De studie van deze oceaanwerelden werpt licht op alternatieve evolutiepaden. Als leven kan ontstaan of overleven onder ijs, zonder zonlicht, betekent dit dat de verspreiding ervan in het universum veel groter kan zijn. In de diepten van de aardse oceanen bij hydrothermale bronnen wordt vaak de mogelijkheid gezien dat hier de eerste levende organismen konden ontstaan; vergelijkbare omstandigheden op de zeebodem van Europa of Enceladus zouden chemische gradiënten voor leven kunnen creëren.

"6.3 De betekenis van toekomstig onderzoek"

"Als het lukt om duidelijke biosignaturen te vinden op een ijzige maan, zou dat een enorme wetenschappelijke doorbraak zijn die een "tweede oorsprong van leven" in ons zonnestelsel aantoont. Dit zou onze opvattingen over de verspreiding van leven in de kosmos veranderen en gerichtere zoektochten naar exomaanleven in verder gelegen sterrenstelsels stimuleren. Missies zoals NASA's "Europa Clipper", voorgestelde Enceladus-orbiters of geavanceerde boortechnologieën zijn essentiële stappen voor deze astrobiologische doorbraak."


7. Conclusie

"Ondergrondse oceanen in ijzige manen, zoals Europa en Enceladus, zijn enkele van de meest veelbelovende levensvatbare omgevingen buiten de aarde. Getijdenwarmte, geologische processen en mogelijke hydrothermale systemen wijzen erop dat deze verborgen oceanen, zelfs ver van de warmte van de zon, microbiële ecosystemen kunnen herbergen. Enkele andere lichamen – Ganymedes, Titan, mogelijk Triton of Pluto – kunnen ook vergelijkbare lagen hebben, elk met hun eigen chemie en geologie."

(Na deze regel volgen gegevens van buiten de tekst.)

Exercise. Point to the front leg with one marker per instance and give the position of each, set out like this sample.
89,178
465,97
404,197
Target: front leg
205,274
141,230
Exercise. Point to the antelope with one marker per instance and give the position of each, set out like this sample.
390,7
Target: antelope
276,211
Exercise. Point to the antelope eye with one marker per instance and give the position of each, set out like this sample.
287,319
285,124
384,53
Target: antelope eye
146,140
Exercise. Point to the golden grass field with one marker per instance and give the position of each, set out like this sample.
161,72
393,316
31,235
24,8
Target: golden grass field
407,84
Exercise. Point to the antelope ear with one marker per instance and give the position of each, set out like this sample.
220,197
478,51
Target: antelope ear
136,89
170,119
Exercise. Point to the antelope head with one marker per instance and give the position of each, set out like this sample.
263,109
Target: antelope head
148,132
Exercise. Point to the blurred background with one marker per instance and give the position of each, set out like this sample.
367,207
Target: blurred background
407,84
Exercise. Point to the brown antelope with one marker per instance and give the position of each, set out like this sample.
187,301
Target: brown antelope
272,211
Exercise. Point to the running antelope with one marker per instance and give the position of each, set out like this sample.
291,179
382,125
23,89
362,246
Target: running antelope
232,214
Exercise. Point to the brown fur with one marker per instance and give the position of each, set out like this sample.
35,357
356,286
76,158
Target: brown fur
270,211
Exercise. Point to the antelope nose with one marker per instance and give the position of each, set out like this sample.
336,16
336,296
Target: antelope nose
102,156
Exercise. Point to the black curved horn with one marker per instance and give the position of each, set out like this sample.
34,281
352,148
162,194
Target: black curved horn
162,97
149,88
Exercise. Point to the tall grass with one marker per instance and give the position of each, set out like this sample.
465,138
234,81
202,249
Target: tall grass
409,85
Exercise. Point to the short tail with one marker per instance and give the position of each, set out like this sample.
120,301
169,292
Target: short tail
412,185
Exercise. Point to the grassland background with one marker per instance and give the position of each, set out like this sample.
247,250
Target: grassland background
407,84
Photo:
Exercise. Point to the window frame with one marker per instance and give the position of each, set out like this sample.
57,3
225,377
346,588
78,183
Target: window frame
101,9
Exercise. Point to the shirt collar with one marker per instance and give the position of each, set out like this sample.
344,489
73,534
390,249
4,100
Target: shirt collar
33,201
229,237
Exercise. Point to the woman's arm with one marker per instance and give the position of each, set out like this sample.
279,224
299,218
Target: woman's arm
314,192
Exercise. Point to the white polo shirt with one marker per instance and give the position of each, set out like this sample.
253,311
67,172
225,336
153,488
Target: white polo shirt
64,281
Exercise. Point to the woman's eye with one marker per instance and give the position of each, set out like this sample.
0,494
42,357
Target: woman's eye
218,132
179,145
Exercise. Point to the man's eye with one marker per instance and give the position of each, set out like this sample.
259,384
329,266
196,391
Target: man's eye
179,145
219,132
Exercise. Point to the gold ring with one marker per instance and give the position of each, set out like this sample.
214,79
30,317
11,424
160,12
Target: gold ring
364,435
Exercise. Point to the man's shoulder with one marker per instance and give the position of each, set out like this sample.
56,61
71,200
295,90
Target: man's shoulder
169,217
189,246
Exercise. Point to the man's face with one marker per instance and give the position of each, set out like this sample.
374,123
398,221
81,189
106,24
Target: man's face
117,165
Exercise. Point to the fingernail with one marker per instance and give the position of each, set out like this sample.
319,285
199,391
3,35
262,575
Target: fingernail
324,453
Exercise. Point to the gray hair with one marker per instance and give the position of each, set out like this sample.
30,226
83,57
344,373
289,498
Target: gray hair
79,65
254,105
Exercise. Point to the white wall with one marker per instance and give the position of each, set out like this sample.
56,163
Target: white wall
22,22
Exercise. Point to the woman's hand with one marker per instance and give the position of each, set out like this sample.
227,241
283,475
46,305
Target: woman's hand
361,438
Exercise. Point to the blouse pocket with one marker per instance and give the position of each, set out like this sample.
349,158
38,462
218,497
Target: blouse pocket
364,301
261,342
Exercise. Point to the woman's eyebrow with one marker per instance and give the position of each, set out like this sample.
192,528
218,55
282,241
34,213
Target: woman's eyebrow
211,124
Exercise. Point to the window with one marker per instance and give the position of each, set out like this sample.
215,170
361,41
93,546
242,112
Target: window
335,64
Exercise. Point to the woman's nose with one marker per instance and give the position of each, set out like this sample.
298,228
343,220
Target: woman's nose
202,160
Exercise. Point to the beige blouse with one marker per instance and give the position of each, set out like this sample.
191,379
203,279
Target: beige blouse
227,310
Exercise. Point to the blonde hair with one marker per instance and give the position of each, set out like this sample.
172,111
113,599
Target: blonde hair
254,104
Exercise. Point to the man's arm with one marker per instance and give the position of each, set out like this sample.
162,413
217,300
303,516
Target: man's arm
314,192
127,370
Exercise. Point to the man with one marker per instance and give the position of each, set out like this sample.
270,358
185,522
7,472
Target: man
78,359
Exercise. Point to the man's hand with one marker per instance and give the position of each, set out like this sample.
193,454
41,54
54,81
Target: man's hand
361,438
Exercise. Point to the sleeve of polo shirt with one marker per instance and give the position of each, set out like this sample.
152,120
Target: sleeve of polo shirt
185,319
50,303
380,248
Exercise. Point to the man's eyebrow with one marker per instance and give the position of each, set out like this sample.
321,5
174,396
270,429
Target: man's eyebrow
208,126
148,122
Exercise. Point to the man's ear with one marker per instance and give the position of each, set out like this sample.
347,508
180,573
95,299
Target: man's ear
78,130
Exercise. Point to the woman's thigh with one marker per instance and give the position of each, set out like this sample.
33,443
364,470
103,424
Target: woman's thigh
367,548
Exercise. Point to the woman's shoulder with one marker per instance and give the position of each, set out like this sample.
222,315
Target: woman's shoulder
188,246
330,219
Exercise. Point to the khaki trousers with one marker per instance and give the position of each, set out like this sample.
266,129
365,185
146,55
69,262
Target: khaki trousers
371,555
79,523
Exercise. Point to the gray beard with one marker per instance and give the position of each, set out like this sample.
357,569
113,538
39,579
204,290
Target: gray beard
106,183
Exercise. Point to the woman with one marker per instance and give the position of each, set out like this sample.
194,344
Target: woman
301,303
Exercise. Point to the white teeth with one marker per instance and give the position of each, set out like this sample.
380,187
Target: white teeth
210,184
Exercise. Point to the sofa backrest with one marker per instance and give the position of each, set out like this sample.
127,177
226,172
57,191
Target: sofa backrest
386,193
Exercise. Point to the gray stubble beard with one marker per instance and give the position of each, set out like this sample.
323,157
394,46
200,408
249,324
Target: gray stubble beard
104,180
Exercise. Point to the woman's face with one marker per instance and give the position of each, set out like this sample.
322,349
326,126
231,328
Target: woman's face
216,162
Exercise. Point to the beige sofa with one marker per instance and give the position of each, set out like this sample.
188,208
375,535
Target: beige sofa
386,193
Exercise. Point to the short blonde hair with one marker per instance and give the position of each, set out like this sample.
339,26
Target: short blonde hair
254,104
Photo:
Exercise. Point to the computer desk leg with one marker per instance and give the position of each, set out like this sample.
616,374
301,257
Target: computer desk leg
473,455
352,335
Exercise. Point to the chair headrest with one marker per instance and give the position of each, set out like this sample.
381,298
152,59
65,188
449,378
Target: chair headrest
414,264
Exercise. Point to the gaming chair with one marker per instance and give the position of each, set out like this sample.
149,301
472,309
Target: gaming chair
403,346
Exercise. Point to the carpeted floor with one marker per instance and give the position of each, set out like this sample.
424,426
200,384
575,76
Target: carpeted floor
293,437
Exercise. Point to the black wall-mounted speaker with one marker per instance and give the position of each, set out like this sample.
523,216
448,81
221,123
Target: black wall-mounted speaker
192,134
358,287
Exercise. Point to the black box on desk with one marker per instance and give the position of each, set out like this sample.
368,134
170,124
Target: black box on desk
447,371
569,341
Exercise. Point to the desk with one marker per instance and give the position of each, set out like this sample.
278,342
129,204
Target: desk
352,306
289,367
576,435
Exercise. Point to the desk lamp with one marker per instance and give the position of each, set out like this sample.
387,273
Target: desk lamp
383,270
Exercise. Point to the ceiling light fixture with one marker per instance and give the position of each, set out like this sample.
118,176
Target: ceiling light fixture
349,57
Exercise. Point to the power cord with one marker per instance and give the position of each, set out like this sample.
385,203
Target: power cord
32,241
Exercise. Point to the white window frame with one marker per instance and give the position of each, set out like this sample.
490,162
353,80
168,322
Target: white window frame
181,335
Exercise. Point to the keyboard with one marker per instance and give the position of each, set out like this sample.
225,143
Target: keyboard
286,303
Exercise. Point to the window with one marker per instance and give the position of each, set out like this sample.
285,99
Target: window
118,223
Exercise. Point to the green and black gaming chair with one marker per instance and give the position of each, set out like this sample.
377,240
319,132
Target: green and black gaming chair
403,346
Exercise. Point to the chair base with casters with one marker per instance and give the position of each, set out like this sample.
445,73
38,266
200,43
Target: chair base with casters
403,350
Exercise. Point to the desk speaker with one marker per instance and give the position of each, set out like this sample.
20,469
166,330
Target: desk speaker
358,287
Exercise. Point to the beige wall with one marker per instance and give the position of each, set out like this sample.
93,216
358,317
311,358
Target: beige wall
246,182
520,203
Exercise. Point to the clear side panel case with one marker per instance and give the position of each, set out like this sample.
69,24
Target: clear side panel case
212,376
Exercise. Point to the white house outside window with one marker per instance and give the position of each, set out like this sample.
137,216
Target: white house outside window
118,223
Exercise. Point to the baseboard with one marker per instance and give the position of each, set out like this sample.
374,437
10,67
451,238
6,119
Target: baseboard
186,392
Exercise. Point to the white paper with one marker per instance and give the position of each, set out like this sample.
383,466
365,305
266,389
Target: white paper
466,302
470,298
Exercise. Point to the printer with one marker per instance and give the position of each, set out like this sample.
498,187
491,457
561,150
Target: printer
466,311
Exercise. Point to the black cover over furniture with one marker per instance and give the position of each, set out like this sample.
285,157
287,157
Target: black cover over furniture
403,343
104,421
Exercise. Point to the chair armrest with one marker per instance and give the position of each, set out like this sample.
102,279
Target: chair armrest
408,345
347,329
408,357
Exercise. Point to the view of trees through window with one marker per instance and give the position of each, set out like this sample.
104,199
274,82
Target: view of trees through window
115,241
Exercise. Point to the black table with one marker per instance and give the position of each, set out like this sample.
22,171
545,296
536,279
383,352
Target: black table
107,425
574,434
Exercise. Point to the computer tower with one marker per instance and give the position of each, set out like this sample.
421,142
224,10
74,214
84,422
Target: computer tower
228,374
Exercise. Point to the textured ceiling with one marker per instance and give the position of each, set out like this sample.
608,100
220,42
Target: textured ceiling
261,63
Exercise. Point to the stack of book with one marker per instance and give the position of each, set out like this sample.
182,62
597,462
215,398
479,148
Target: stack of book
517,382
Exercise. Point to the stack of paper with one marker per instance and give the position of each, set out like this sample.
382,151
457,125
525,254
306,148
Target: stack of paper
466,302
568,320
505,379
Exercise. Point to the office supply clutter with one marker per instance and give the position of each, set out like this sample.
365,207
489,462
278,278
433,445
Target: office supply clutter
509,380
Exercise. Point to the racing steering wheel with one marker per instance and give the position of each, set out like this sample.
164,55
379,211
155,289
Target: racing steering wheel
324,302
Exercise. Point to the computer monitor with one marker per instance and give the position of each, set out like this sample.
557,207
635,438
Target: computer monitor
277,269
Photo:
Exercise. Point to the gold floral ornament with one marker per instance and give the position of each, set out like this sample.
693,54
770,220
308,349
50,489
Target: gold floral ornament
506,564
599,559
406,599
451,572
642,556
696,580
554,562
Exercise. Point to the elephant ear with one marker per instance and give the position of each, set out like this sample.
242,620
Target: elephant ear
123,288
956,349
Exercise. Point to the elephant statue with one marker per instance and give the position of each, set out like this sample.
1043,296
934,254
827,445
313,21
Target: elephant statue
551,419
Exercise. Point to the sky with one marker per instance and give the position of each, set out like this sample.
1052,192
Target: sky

"De zoektocht naar biosignaturen" op deze locaties is gebaseerd op het bestuderen van ejecta (uitbarstende materialen) of in de toekomst het nemen van diepe monsters. Elke ontdekking van leven (of ten minste een geavanceerd chemisch systeem) hier zou een wetenschappelijke revolutie teweegbrengen, waarbij een "tweede" oorsprong van leven in hetzelfde zonnestelsel wordt onthuld. Dit zou het begrip uitbreiden van hoe wijdverspreid leven in het universum kan zijn en onder welke omstandigheden het kan bestaan. Naarmate het onderzoek vordert, breidt het concept dat "bewoonbaarheid" alleen mogelijk is in de traditionele oppervlakkige context binnen de zone van de dichtstbijzijnde ster zich voortdurend uit – bevestigend dat het universum levenshabitats kan verbergen op de meest onverwachte en afgelegen plekken."


Links en verdere lectuur

  1. Kivelson, M. G., et al. (2000). "Galileo magnetometermetingen: Een sterker bewijs voor een ondergrondse oceaan op Europa." Science, 289, 1340–1343.
  2. Porco, C. C., et al. (2006). "Cassini observeert de actieve zuidpool van Enceladus." Science, 311, 1393–1401.
  3. Spohn, T., & Schubert, G. (2003). "Oceanen in de ijzige Galileïsche manen van Jupiter?" Icarus, 161, 456–467.
  4. Parkinson, C. D., et al. (2007). "Enceladus: Cassini-waarnemingen en implicaties voor de zoektocht naar leven." Astrobiology, 7, 252–274.
  5. Hand, K. P., & Chyba, C. F. (2007). "Empirische beperkingen voor de zoutgehalte van de ocean van Europa en implicaties voor een dunne ijslaag." Icarus, 189, 424–438.